/tice-news-prod/media/media_files/2025/06/23/sebi-new-startup-reforms-2025-06-23-11-09-00.png)
SEBI’s New Reforms: A Game Changer for India’s Startup Ecosystem
In a bold move that could reshape the future of India’s startup economy, the Securities and Exchange Board of India (SEBI), during its 210th board meeting this week, approved a set of targeted reforms designed to boost startup listings, unlock capital, and simplify early-stage investing. These reforms mark a strategic shift in how India supports its new-age entrepreneurs and their funding journey—from seed to IPO.
This isn't just regulatory housekeeping—it’s a signal. India is building a more robust, founder-friendly, and investor-attractive startup ecosystem, one that matches the scale and ambition of its innovation landscape.
Founders Win Big: SEBI’s New Startup Rules Unlock Growth and Exit Opportunities
India is already the third-largest startup ecosystem in the world. But a major bottleneck persists—startups find it difficult to access growth capital beyond Series A, and investors often struggle with exit opportunities. These challenges restrict not just capital flow, but also innovation and scalability.
SEBI’s reforms directly tackle these structural issues by making the regulatory framework more inclusive, flexible, and aligned with the needs of both founders and investors.
Let’s break it down:
1. ESOPs for Founders: Driving Retention and IPO Confidence
For the first time, SEBI has allowed founders to retain Employee Stock Option Plans (ESOPs) that were granted up to one year before an IPO filing. Until now, ESOPs were largely seen as tools to retain employees—but this reform acknowledges founders as long-term value creators who deserve similar incentives.
Impact:
- Encourages founders to stay committed through the IPO process.

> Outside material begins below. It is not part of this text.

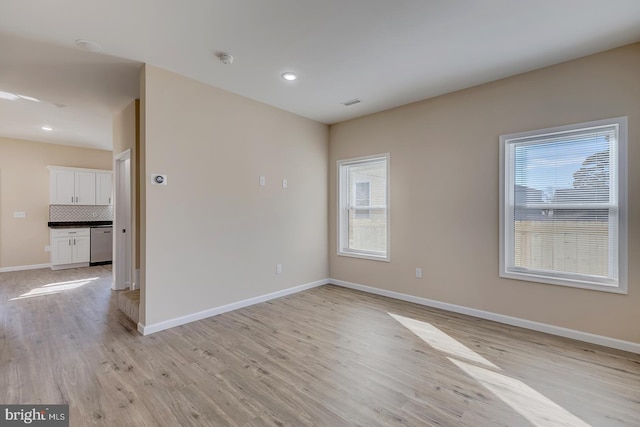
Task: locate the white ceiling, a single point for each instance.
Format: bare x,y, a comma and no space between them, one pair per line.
387,53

- Makes startup IPOs more attractive by aligning founder incentives with public market performance.
- Improves investor confidence and smoothens exit strategies for early investors.

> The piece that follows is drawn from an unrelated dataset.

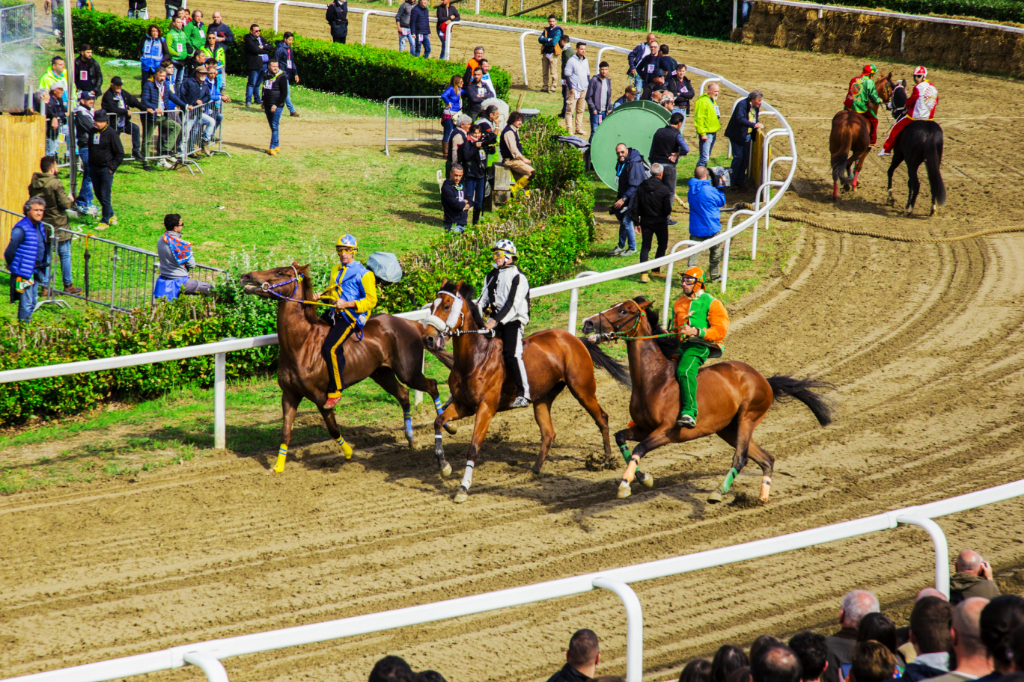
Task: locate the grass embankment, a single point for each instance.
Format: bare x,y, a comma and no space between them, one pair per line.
274,207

2. Co-Investment Vehicle (CIV) for AIF Investors: Unlocking Smart Capital
SEBI’s introduction of a new Co-Investment Vehicle (CIV) allows accredited investors to co-invest alongside Category I and II Alternative Investment Funds (AIFs). This brings more transparency, cleaner cap tables, and shared due diligence.
Impact:
- Enhances deal access for experienced investors.
- Reduces regulatory friction and complexity in deal-making.
- Enables faster capital deployment into high-potential startups, especially in underserved sectors or Tier 2/3 markets.
3. Accredited Angel Investors: Credibility Meets Flexibility
Angel investors now need to be accredited—bringing a higher level of professionalism and credibility into the early-stage funding ecosystem. More importantly, the investment window has been widened dramatically: from the previous ₹25 lakh–₹10 crore limit to a more flexible ₹10 lakh–₹25 crore.
Impact:
- Smaller, serious investors can now participate, fueling more diverse early-stage funding.
- Bigger cheques with reduced compliance burden will help promising startups scale faster.
- Builds trust between startups and investors by raising the bar on who qualifies as an angel.
The Larger Picture
These reforms are not just regulatory tweaks—they’re part of India’s strategic intent to become a global innovation hub. By institutionalizing co-investment, enhancing founder incentives, and making early-stage capital more accessible and credible, SEBI is playing a catalytic role in India's startup journey.
As more Indian startups eye IPOs—not just in India but also in global markets—this push will prepare the ground for sustainable, transparent, and growth-driven capital markets.
And for the thousands of startups hustling in co-working spaces, coding through nights, and chasing product-market fit, this is a message: India has your back.